The Old West in the wake of exploration was largely bereft of deer. The New West has growing numbers of whitetails in a variety of habitats. The distinction between these environs and deer haunts in the East is one of scale. Bucks still chase does in rut, and they’re most plentiful where the living is easy. They hide where hunters think there’s too little concealment and sneak away more often than they sprint.

If you can find a buck in Pennsylvania or Georgia or Missouri, you find one on the high plains, or in the shadows of the Rockies and its many spurs.

Hunt persistently. Leave faint footprints. Look in little places. Mind the sign as Meriwether Lewis did the feathers floating on the Missouri. Then shoot carefully.

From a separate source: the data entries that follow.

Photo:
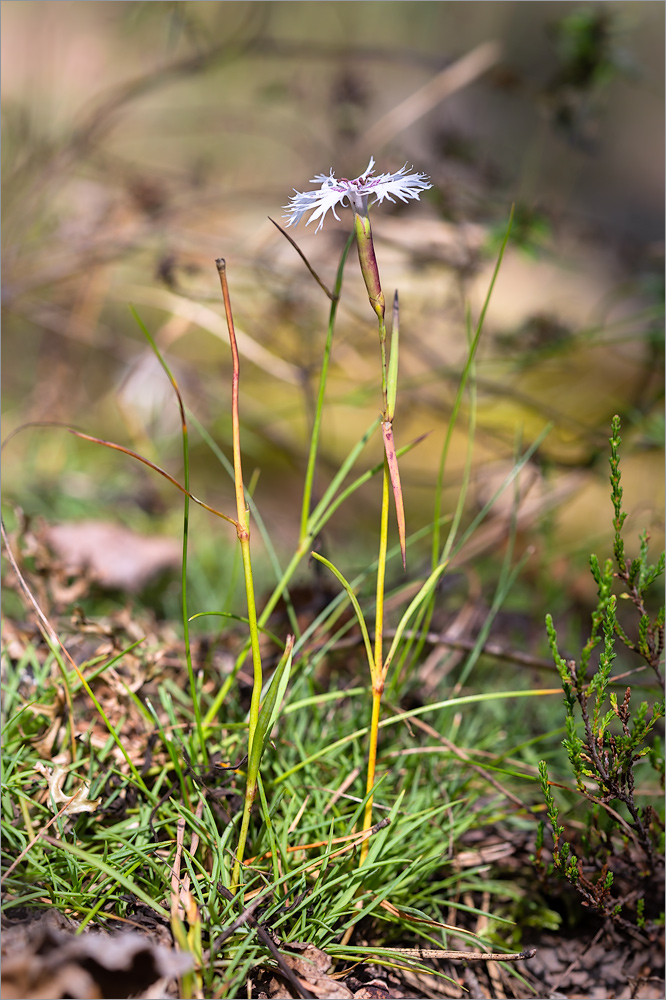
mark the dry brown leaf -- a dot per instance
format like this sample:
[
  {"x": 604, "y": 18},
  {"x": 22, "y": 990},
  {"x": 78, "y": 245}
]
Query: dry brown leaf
[
  {"x": 311, "y": 967},
  {"x": 78, "y": 801},
  {"x": 46, "y": 963},
  {"x": 116, "y": 557}
]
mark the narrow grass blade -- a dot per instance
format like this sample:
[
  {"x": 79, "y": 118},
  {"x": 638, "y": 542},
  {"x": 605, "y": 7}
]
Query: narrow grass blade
[
  {"x": 354, "y": 600},
  {"x": 394, "y": 472}
]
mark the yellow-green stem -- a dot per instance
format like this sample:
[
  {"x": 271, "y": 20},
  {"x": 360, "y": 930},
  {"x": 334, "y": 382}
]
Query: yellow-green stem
[
  {"x": 243, "y": 532},
  {"x": 250, "y": 794},
  {"x": 378, "y": 669}
]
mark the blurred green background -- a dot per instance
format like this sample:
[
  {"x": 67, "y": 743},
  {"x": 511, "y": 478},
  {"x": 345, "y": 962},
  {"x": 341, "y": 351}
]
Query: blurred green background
[{"x": 143, "y": 140}]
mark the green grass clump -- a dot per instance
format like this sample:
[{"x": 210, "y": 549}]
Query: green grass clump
[{"x": 153, "y": 780}]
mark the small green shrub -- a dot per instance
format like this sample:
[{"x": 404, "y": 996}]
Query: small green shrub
[{"x": 607, "y": 737}]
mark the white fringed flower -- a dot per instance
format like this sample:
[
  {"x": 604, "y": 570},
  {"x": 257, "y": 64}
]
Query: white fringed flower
[{"x": 333, "y": 191}]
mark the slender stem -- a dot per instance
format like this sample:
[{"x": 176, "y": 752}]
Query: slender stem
[
  {"x": 243, "y": 531},
  {"x": 316, "y": 424},
  {"x": 378, "y": 673}
]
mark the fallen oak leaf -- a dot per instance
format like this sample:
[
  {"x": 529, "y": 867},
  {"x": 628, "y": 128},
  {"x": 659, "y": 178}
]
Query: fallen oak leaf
[{"x": 76, "y": 803}]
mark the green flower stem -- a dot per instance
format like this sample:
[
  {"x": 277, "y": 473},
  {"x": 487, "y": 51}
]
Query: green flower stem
[
  {"x": 243, "y": 532},
  {"x": 370, "y": 272},
  {"x": 378, "y": 673},
  {"x": 316, "y": 424}
]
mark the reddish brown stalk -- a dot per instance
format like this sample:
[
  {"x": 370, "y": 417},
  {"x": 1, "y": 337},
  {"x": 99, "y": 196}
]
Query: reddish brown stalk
[{"x": 155, "y": 468}]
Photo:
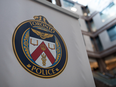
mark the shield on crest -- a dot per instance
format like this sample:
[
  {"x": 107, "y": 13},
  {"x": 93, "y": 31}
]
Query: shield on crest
[
  {"x": 39, "y": 48},
  {"x": 42, "y": 47}
]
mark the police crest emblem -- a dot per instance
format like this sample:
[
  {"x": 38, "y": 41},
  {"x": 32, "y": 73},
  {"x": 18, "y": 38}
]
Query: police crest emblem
[{"x": 39, "y": 48}]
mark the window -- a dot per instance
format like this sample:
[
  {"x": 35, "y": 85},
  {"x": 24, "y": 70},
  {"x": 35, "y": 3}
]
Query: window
[
  {"x": 112, "y": 33},
  {"x": 108, "y": 12}
]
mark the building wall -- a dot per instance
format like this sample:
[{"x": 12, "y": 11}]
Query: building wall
[
  {"x": 104, "y": 37},
  {"x": 98, "y": 21},
  {"x": 105, "y": 40}
]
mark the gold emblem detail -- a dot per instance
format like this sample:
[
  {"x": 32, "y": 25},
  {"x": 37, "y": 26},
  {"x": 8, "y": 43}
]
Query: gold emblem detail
[
  {"x": 28, "y": 65},
  {"x": 43, "y": 59},
  {"x": 33, "y": 43},
  {"x": 52, "y": 48},
  {"x": 42, "y": 35}
]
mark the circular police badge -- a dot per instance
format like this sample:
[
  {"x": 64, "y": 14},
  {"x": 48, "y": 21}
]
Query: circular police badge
[{"x": 39, "y": 48}]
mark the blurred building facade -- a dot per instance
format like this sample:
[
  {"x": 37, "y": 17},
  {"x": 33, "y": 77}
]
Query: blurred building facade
[
  {"x": 98, "y": 26},
  {"x": 97, "y": 20}
]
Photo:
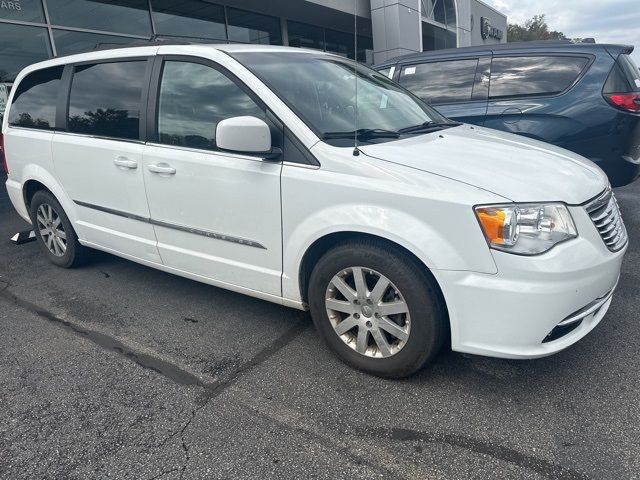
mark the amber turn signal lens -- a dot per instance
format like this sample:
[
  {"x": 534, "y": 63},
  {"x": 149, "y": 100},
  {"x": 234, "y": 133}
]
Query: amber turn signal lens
[{"x": 493, "y": 223}]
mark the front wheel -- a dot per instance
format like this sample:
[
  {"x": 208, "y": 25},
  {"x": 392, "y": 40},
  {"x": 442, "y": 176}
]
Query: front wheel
[{"x": 376, "y": 308}]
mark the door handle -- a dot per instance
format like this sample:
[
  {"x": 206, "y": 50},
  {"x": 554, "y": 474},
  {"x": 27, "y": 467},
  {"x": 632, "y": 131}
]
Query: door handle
[
  {"x": 125, "y": 162},
  {"x": 162, "y": 168}
]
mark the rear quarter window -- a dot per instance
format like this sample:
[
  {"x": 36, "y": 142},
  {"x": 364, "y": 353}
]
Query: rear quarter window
[
  {"x": 105, "y": 99},
  {"x": 534, "y": 75},
  {"x": 34, "y": 103},
  {"x": 624, "y": 77},
  {"x": 441, "y": 82}
]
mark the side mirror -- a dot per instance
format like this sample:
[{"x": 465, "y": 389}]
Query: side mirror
[{"x": 248, "y": 135}]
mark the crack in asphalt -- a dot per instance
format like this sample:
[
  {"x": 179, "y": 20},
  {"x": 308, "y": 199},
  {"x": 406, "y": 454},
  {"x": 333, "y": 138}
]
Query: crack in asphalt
[
  {"x": 149, "y": 362},
  {"x": 539, "y": 465},
  {"x": 296, "y": 421},
  {"x": 163, "y": 367},
  {"x": 217, "y": 388},
  {"x": 214, "y": 389}
]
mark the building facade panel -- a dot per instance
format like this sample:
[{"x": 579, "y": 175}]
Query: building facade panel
[{"x": 34, "y": 30}]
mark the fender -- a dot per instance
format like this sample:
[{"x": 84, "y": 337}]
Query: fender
[{"x": 425, "y": 242}]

Sidebar: DIY or Outfitted?

While guided hunts for mule deer date back decades, western outfitters have only recently begun to serve whitetail hunters. Two reasons for this: 1) Whitetails are new to many areas of the West; 2) Whitetails thrive in farm country, even on the hem of suburbia. Anyone can walk from roadside to places inhabited by mature whitetail bucks. But finding where big bucks live is hardly the same as killing one. And because the best whitetail cover is privately owned, and hunting privileges increasingly leased, DIY access isn’t assured. Outfitters are tapping a growing market for their services among whitetail hunters. In much of the West, odds for a big buck trump those in the East. If, like me, you like to still-hunt or explore the woods during the day, outfitters can often accommodate. You’re not limited to warming a treestand seat, as in much of the Midwest, or waiting in a box for a Canadian buck as the earth gets hard. Find out who’s guiding whitetail hunters in the West by contacting state wildlife agencies and guide/outfitter associations.